Our research during the quarter has not been exclusively academic. In September, members of our research team visited Durango, Colorado to attend Rocky Mountain Chocolate Factory, Inc.’s (RMCF) investor day. This investor day included a presentation from management, a tour of the factory floor, and discussions with other shareholders as well as members of the board of directors. What was immediately apparent from the visit was a renewed sense of purpose within the team at RMCF and a clear strategic plan. We remain enthusiastic about our investment in RMCF.

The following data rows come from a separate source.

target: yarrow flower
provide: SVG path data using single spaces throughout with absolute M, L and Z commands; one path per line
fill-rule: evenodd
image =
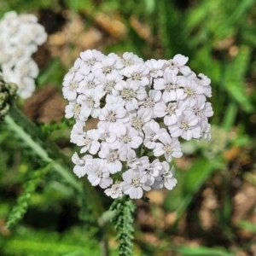
M 185 66 L 189 58 L 143 61 L 125 52 L 80 54 L 63 81 L 69 101 L 66 118 L 76 123 L 71 142 L 74 173 L 115 199 L 177 184 L 173 159 L 183 155 L 180 139 L 211 138 L 211 80 Z M 95 127 L 86 127 L 94 119 Z
M 5 81 L 18 86 L 18 95 L 26 99 L 35 90 L 38 67 L 32 55 L 43 44 L 47 34 L 33 15 L 10 11 L 0 20 L 0 73 Z M 69 90 L 71 91 L 71 90 Z M 76 98 L 75 90 L 68 100 Z

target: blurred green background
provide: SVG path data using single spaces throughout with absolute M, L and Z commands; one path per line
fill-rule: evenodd
M 256 255 L 255 3 L 0 0 L 0 17 L 9 10 L 34 14 L 49 34 L 33 56 L 40 68 L 37 90 L 17 105 L 67 160 L 75 148 L 72 124 L 62 119 L 61 83 L 79 52 L 131 51 L 144 60 L 179 53 L 212 79 L 212 141 L 183 143 L 184 156 L 175 162 L 178 185 L 149 192 L 150 203 L 137 202 L 134 255 Z M 103 236 L 117 255 L 111 224 L 98 227 L 91 206 L 5 123 L 0 148 L 0 255 L 102 255 Z M 108 210 L 111 201 L 99 195 Z M 17 198 L 27 212 L 6 230 Z

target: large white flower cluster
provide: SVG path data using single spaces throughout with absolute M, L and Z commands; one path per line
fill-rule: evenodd
M 33 15 L 11 11 L 0 20 L 0 72 L 5 81 L 17 84 L 21 98 L 28 98 L 35 90 L 38 67 L 32 55 L 46 38 L 44 26 Z
M 185 66 L 188 57 L 143 61 L 96 49 L 80 54 L 63 81 L 69 101 L 66 118 L 74 118 L 71 142 L 73 172 L 118 198 L 142 198 L 143 190 L 177 183 L 172 158 L 183 154 L 179 137 L 210 139 L 213 114 L 210 79 Z M 95 129 L 86 121 L 97 120 Z

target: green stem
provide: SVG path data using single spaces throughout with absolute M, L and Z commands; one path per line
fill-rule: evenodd
M 96 218 L 99 218 L 104 211 L 101 197 L 87 179 L 83 180 L 84 182 L 84 186 L 83 186 L 83 183 L 76 178 L 70 171 L 73 168 L 70 159 L 61 152 L 58 146 L 15 107 L 9 109 L 5 120 L 10 129 L 44 161 L 52 163 L 53 169 L 62 176 L 73 188 L 79 193 L 86 195 L 88 204 L 91 206 Z
M 126 195 L 116 199 L 110 207 L 110 209 L 114 211 L 112 222 L 114 223 L 117 231 L 119 256 L 132 255 L 135 208 L 134 201 Z
M 15 113 L 17 113 L 17 112 Z M 23 117 L 21 116 L 23 119 Z M 52 158 L 49 156 L 49 154 L 44 150 L 44 148 L 38 143 L 36 142 L 32 136 L 30 136 L 28 133 L 26 133 L 22 127 L 20 127 L 19 125 L 17 125 L 11 115 L 8 115 L 5 118 L 5 121 L 9 125 L 10 129 L 13 130 L 16 135 L 18 135 L 26 143 L 27 146 L 29 146 L 36 154 L 38 154 L 44 161 L 47 163 L 52 163 L 53 168 L 61 175 L 75 189 L 77 189 L 79 192 L 82 192 L 82 184 L 79 183 L 73 175 L 69 172 L 68 170 L 61 164 L 57 163 L 55 160 L 54 160 Z M 29 124 L 29 122 L 26 121 L 22 123 L 26 126 Z M 30 126 L 28 125 L 28 130 L 31 130 Z M 38 128 L 38 127 L 36 127 Z M 35 129 L 34 131 L 37 131 L 38 129 Z M 38 137 L 40 137 L 41 133 L 38 133 Z M 60 154 L 56 151 L 56 154 L 58 156 Z

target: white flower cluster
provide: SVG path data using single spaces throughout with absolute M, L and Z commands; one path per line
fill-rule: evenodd
M 46 38 L 33 15 L 11 11 L 0 20 L 0 73 L 5 81 L 17 84 L 21 98 L 28 98 L 35 90 L 38 67 L 31 56 Z
M 81 147 L 73 172 L 87 175 L 113 197 L 142 198 L 143 190 L 177 183 L 173 158 L 183 154 L 178 137 L 210 138 L 213 114 L 210 79 L 185 66 L 188 57 L 143 61 L 96 49 L 80 54 L 63 81 L 69 101 L 66 118 L 74 118 L 71 142 Z M 90 119 L 96 129 L 86 129 Z

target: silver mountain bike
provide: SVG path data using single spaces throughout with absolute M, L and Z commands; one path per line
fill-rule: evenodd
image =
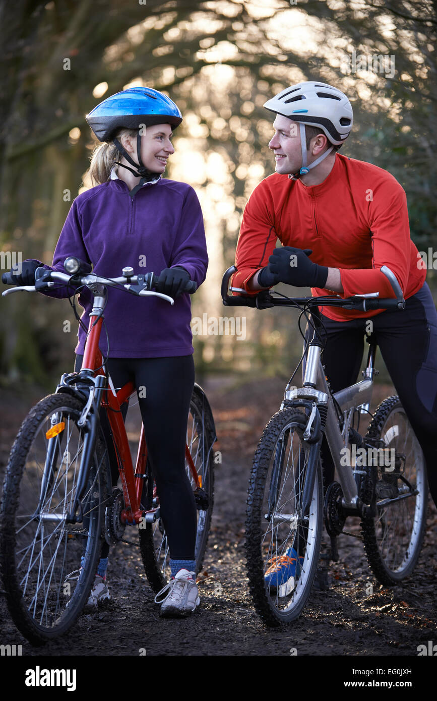
M 361 537 L 372 571 L 381 583 L 398 583 L 411 574 L 419 557 L 426 524 L 428 486 L 422 449 L 397 396 L 381 402 L 365 435 L 354 428 L 370 414 L 377 343 L 370 343 L 363 379 L 333 393 L 321 361 L 323 325 L 319 306 L 370 311 L 405 308 L 393 273 L 381 268 L 396 295 L 378 293 L 342 299 L 285 297 L 272 292 L 235 297 L 225 273 L 222 298 L 227 306 L 263 309 L 274 306 L 303 311 L 312 330 L 305 343 L 303 386 L 288 383 L 281 407 L 260 439 L 249 480 L 246 555 L 250 591 L 256 609 L 270 625 L 294 620 L 310 594 L 319 561 L 324 518 L 331 540 L 348 516 L 361 517 Z M 371 414 L 370 414 L 371 416 Z M 338 482 L 324 495 L 321 461 L 326 437 Z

As always, our research team welcomes questions and conversations about portfolios and specific investments should you have them. We pride ourselves on being accessible to all investors and clients and look forward to our continued conversations about deploying patient capital to build generational wealth.
From Our Library
We are currently reading Competition Demystified by Bruce Greenwald, the Robert Heilbrunn Professor Emeritus of Finance and Asset Management at Columbia Business School and the academic Director of the Heilbrunn Center for Graham & Dodd Investing. Dr. Greenwald is highly regarded in the value investing community, and his work has informed much of our firm’s thinking on competition and competitive advantages. In Competition Demystified, Dr. Greenwald explores historical examples of business strategies to identify strong competitive advantages capable of providing a moat to protect a company’s earnings and market position over time. However, we are reminded of the ever-shifting investment landscape and caution that must be observed when forecasting the future when Greenwald writes the following:
It is hard to see what competitive advantage Apple might enjoy … Apple could concentrate in one of two niches, like graphics and multimedia software in which it might capitalize on its existing superior technology. Even here it might be confronted by the Microsoft-Intel steamroller, once better software and more powerful chips became available … Jobs did manage to return Apple to profitability, centering it once again in the personal computer business, where its elegant designs and easier-to-use operating system kept it the favorite of hard-core Apple devotees … Apple survived; it had hardly prospered. Its future does not look bright.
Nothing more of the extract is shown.